La technologie a trouvé un moyen pour dépasser la distance physique en donnant naissance à un bracelet connecté. Celui-ci permet d’interagir physiquement avec une autre personne sans être face à elle.

C’est de cette manière que ce bracelet connecté un peu atypique a été baptisé par Woodenshark, son créateur. La particularité de ce nouveau gadget ? Connecté à un autre bracelet, il permet de faire vibrer ce dernier pour interagir avec la personne qui le porte.

Un couple peut ainsi, par exemple, communiquer par son intermédiaire: un petit effleurement du premier bracelet fait vibrer son double et peut signifier “appelle-moi”, “tu me manques” ou autres pensées.

Le TapTap désire se positionner comme un moyen pour deux individus de s’affranchir de la distance physique qui les sépare. Dans cet avantage réside sa principale différence avec les autres bracelets connectés présents sur le marché. Aucun autre de ce type d’objets connectés ne permet, en effet, de créer des liens physiques entre ceux qui l’utilisent. Côté esthétique, Tap Tap pèse près de 30 grammes et est conçu dans un alliage de silicone.

Autres caractéristiques : L’utilité de cet objet connecté ne se cantonne pas à émettre des vibrations à l’adresse de la personne qui porte son double. Le TapTap constitue aussi un accessoire pour les smartphones. Il peut être relié à ces derniers via Bluetooth ou Low Energy.
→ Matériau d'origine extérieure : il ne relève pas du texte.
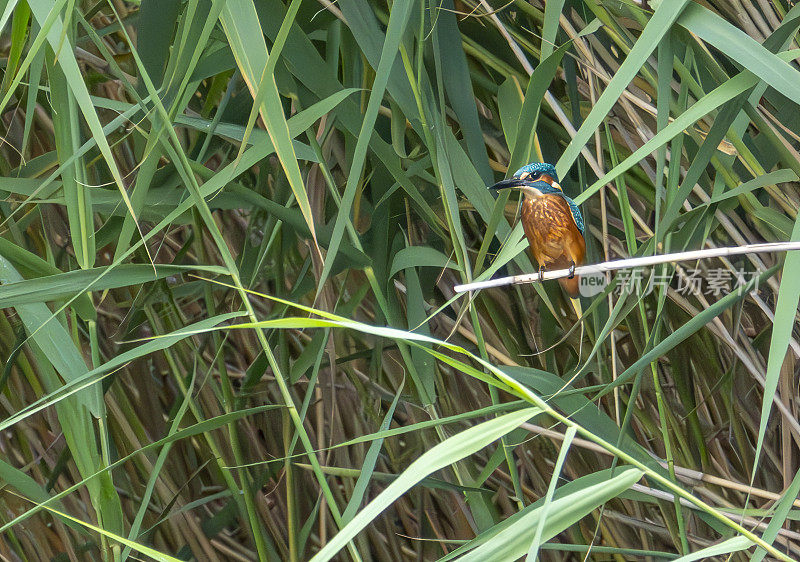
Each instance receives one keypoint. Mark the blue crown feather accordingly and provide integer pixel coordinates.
(541, 167)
En outre, ce bracelet est aussi doté d’un capteur capacitif, d’un accéléromètre et de voyants LEDs signalant l’envoi de signaux de la part de l’autre bracelet.

L’exemplaire présenté au public ne constitue pas encore la version finale du TapTap. Son concepteur projette de l’améliorer en le dotant d’autres fonctionnalités et en peaufinant celles déjà existantes. Nul doute que la version commercialisée sur le marché saura se mettre au diapason des attentes des technophiles.